Checklist - After you buy

  • Organise your move: You can use a professional removals service which you can find either by word of mouth or by going to the British Association of Removers website. Here you will find firms with minimum standards of conduct and professionalism and you should be covered for any accidental damage.
  • You could get a white-van man to do the work: But they may employ casual labour and you may not have any legal redress if something goes wrong. You could, of course, hire your own van and do the work yourself or with a friend.
  • Sort out any remaining issues at your current address: There will be a few things to cancel – such as gas, electricity, council tax, water, telephone, broadband, satellite TV. It’s best to do this as soon as possible, so when you move into your new home you are ready to use these services straightaway. If you want to end a service, and are not just going to switch over, then do it well in advance as there may be a notice period. And don't forget to get your final bill! Also, sort out new accounts for your services at your new address. Plan ahead and you can get these activated from day one. All of these items may require you to get a credit check, so it’s a good idea to find out your Experian Credit Score beforehand.
  • Electoral Register: This is vital to ensure you are eligible to vote and will also help keep your credit report healthy. You can do this online – just visit
  • Change of address: Think of all the people and organisations who need to know your new address. Your employer, TV Licensing, the DVLA for your driving licence, the HMRC and your bank, for example. For those you forget, then contact the Royal Mail to organise a forwarding service which will re-direct your mail to your new address for up to 12 months. You don't want bank statements or wage slips to go astray as that is a serious fraud risk.

How your credit score really affects your mortgage

A mortgage is probably the biggest financial commitment you’re ever going to make, and there are many different types of mortgage out there – from fixed-rate and variable rate to repayment and interest-only.

One of your biggest concerns could be the amount that you pay each month. This will depend on a number of things – the type of mortgage you go for, the amount that you borrow, but most importantly, the interest rate on the mortgage. So it’s important to make sure that you find the best deal for you.

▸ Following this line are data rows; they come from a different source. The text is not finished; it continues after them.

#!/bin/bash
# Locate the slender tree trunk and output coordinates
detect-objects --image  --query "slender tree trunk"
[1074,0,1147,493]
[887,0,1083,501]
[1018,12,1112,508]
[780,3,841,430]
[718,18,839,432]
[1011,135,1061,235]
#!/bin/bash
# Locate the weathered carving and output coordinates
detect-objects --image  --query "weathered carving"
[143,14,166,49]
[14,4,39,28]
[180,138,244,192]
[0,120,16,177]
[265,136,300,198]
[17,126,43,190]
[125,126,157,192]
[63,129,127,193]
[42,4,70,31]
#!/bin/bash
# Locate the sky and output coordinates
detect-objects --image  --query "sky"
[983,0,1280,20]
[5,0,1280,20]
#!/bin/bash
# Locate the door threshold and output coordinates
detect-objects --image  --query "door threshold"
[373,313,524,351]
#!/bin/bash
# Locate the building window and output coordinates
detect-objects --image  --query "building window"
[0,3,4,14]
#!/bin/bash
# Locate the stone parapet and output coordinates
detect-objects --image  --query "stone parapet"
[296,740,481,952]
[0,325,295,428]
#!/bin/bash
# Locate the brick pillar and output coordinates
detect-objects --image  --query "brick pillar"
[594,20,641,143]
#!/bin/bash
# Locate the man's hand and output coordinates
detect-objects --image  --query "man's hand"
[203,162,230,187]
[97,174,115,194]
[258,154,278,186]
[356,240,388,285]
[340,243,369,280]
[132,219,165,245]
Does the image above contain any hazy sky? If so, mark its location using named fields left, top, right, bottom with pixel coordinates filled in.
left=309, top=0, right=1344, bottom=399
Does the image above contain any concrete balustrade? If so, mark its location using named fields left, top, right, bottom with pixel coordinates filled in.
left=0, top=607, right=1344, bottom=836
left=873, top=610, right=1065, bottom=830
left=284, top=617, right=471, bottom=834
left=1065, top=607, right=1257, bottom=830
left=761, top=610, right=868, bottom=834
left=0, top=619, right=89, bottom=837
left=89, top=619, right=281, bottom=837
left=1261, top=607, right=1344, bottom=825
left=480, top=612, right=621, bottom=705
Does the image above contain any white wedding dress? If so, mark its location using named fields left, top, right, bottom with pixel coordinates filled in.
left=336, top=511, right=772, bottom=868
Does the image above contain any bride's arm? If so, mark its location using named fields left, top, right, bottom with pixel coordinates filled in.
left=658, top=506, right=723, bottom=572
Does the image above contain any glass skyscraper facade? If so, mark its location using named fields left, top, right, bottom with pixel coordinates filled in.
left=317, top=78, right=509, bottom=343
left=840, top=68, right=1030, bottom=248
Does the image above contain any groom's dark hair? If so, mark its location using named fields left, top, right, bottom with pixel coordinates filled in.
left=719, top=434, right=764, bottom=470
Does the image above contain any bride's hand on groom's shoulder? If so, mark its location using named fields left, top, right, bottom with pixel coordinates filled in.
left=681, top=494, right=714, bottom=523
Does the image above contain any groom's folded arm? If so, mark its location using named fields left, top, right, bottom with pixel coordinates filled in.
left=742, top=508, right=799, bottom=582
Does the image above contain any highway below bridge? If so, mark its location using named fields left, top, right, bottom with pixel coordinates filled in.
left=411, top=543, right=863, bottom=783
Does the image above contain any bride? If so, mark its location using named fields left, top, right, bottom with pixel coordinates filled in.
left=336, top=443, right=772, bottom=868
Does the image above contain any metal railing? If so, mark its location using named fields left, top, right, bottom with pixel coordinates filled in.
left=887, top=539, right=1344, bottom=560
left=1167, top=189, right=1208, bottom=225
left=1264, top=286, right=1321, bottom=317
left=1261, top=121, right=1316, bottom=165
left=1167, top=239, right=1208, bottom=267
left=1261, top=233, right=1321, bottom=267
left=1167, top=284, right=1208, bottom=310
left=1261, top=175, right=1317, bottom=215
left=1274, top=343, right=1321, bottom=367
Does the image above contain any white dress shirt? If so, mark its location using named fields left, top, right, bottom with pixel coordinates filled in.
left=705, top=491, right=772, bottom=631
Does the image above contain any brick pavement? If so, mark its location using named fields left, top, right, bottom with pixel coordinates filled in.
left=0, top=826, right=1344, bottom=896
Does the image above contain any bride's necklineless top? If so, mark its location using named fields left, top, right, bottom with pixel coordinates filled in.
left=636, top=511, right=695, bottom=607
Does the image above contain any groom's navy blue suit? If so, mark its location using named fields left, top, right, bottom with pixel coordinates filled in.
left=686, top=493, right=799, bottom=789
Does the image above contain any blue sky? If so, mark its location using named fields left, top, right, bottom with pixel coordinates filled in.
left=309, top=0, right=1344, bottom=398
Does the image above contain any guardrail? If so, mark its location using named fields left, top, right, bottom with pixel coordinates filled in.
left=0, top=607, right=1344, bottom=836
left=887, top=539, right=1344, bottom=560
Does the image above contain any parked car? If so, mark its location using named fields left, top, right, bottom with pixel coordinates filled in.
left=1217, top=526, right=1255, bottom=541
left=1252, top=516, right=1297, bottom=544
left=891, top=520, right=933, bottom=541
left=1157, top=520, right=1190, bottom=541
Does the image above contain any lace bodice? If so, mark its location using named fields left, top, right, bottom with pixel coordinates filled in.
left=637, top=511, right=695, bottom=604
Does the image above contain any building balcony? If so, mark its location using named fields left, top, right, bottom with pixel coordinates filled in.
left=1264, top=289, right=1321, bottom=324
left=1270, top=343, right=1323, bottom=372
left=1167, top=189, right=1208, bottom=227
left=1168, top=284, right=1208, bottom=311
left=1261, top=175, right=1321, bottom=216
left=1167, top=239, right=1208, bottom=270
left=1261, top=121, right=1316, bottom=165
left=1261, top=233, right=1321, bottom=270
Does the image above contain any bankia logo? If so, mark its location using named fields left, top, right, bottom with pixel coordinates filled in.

When you apply for a mortgage, your lender –the bank or building society – will use the information on your application form, along with the information in your credit report, to give you a credit score. By checking your Experian Credit Score you’ll get a good indication of how successful your mortgage application might be. Your credit report includes details about whether you’ve kept up to date with payments on loans and credit cards, and the total level of credit that you already have. The credit score the lender gives you tells them whether to accept you as a customer or not – the higher your credit score, the better your chances are of getting your mortgage.

And that’s not all, the better your credit score, the better the deal you might get with a lender. If you have a high credit score, you’re generally seen as a lower risk. This means that you may be able to get a mortgage with a lower interest rate, or one that has a discount rate. So a better credit score means that you could end up paying less every month.

It can pay for you to use a mortgage broker or adviser as they have an in-depth understanding of the mortgages that lenders are giving out, and who they’re giving them to. If you get your credit report and show it to a broker, they may well be able to point you in the direction of the best deal - which could give you a better chance of being accepted. And there’s plenty you can do to improve your credit score, such as making sure payments on credit cards and loans are all up to date, and bringing balances down. This gives you an even better chance of getting the best mortgage available.